Eur Heart J Case Rep. 2025 Aug 23;9(9):ytaf415. doi: 10.1093/ehjcr/ytaf415. eCollection 2025 Sep.
Genetic aetiologies of early-onset arrhythmias and cardiomyopathy (CM) are common, but timely diagnosis requires a high index of suspicion.
An asymptomatic 47-year-old man presented to cardiology clinic for smartwatch low-rate alarms. His brother had exertional syncope and died in his 20s from heart failure. Transthoracic echocardiogram showed reduced left ventricular ejection fraction (35%). A Holter monitor showed third-degree atrioventricular block and frequent pauses (longest 4.9 s).

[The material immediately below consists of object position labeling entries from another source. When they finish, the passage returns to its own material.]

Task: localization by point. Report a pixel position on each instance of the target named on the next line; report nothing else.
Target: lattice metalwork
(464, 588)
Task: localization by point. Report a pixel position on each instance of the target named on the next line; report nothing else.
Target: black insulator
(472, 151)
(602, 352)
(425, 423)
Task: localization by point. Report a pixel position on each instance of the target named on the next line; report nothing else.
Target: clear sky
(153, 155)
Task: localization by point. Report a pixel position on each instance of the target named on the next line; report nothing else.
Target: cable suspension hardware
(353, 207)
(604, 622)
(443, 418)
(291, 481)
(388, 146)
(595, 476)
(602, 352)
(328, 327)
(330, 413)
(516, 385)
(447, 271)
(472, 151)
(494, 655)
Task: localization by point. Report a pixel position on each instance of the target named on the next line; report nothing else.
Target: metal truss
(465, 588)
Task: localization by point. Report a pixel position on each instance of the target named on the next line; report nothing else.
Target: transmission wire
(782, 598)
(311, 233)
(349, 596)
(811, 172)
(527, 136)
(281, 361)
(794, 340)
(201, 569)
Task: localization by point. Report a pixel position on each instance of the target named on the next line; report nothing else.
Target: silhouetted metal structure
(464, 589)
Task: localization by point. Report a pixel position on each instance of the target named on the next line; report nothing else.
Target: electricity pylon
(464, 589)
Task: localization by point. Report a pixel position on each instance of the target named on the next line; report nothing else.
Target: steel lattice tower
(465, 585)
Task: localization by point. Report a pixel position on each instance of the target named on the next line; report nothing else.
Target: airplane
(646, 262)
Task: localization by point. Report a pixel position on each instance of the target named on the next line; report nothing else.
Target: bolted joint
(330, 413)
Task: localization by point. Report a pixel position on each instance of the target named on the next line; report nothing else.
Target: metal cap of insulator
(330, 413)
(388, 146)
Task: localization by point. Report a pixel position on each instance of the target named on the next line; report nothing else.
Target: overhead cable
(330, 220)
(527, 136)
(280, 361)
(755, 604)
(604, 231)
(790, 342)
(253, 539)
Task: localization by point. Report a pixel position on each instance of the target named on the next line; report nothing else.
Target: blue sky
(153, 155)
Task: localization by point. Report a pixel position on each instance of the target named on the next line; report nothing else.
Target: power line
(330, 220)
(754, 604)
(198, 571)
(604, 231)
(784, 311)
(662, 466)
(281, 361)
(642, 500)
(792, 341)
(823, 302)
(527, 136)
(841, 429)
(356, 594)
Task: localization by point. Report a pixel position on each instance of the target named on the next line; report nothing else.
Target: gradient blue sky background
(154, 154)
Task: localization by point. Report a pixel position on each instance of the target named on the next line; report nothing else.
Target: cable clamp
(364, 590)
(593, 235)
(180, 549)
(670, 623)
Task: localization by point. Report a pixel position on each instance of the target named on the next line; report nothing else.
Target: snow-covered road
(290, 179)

He was admitted to the hospital and following a cardiac magnetic resonance imaging with late gadolinium enhancement a cardiac resynchronization therapy-defibrillator was placed. Genetic testing identified a pathogenic variant in the lamins protein A and C (LMNA) gene.
Left ventricular dysfunction with or without arrhythmias should raise concern for familial CM and warrants further evaluation. Lamin A/C cardiomyopathy is the second most prevalent cause of familial dilated CM and is notable for an indolent course with conduction disturbances that frequently precede left ventricular dysfunction. Smartwatch alarms can potentially help with the early identification of patients with risk factors for familial CM before the development of overt symptoms.
早发性心律失常和心肌病(CM)的遗传病因很常见,但及时诊断需要高度的怀疑指数。
一名47岁无症状男性因智能手表低心率警报前往心脏病诊所就诊。他的哥哥有劳力性晕厥,20多岁时死于心力衰竭。经胸超声心动图显示左心室射血分数降低(35%)。动态心电图监测显示三度房室传导阻滞和频繁停搏(最长4.9秒)。他入院后,在进行心脏磁共振成像及延迟钆增强检查后,植入了心脏再同步化治疗除颤器。基因检测在核纤层蛋白A和C(LMNA)基因中发现了一个致病变异。
伴有或不伴有心律失常的左心室功能障碍应引起对家族性CM的关注,并需要进一步评估。核纤层蛋白A/C心肌病是家族性扩张型CM的第二大常见病因,其特点是病程隐匿,传导障碍常先于左心室功能障碍出现。智能手表警报可能有助于在明显症状出现之前早期识别有家族性CM危险因素的患者。